Psikiyatri / psikoloji geleneğinin en önemli ekollerinden biri olan “bilişsel ekol”, doğru düşünmenin ruh sağlığımız için önemine vurgu yapar. İnsanların düşünme hataları yapmaya eğilimli olduğunu, bu düşünme hatalarının farkına varıp düzeltmenin ruhsal rahatsızlıkların iyileşmesinde merkezi rolü olduğunu söyler.
Kanaatimce bilişsel terapi geleneğinde vurgu yapılan bu bilişsel hataların halkın geneline yayılıp, gündelik bilgi gibi kullanılması halk sağlığı açısından koruyucu etki gösterir. Psikolojik sıkıntısı olmayan kişilerin de bu düşünme hatalarını öğrenmesinin insan niteliğimizi arttıracağını düşünüyorum. Bu sebeple, bu düşünce hatalarını geliştirmeye çalıştığım “Genç İnsanın 8 Sorumluluğu” programın içine yerleştirmeye karar verdim.

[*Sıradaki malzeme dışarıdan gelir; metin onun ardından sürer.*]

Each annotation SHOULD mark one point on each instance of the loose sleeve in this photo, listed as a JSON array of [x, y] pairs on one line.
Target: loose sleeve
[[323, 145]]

Bilişsel terapiler ekolu tarafından geliştirilen en sık 11 düşünme hatasını, bilişsel terapiler konusunda çalışan sevgili dostum Hakan Türkçapar’ın “Bilişsel Terapi: Temel İlkeler ve Uygulama” adlı kitabından faydalanarak sizler için özetleyeceğim.
11 düşünce hatası
1- Keyfi çıkarsama: Kanıt olmaksızın bir sonuca atlamayı gösterir. Örneğin, kendisi hakkında söylenen olumlu ve destekleyici sözleri kişinin kendisiyle ilgilenmesi olarak algılamayıp “bana acıdığı için bunları söyledi” şeklinde düşünme.
2- Seçici soyutlama: Olup bitenin tümünü görmek yerine, içinden bir parçayı olarak onu ön plana çıkarmadır. Örneğin, konuşması genel olarak beğenilen kişinin, bir kişi tarafından yapılan eleştiriyi esas alıp kendini başarısız olduğunu düşünmesi.
3- Aşırı genelleme: Bir yaşantıdan edindiği izlenimi kural haline getirecek kadar büyütmeyi gösterir. Örneğin eşi tarafından aldatılan bir kadının “bütün eşler aldatır” düşüncesine inanması.
4- Büyütme ve küçültme: Olumsuz olanı büyütme, olumlu olanı küçültme eğilimini gösterir. Örneğin bir öğrencinin başarısını değerlendirirken düşük ders notunu aşırı önemserken, yüksek ders notlarını görmezden gelmesi.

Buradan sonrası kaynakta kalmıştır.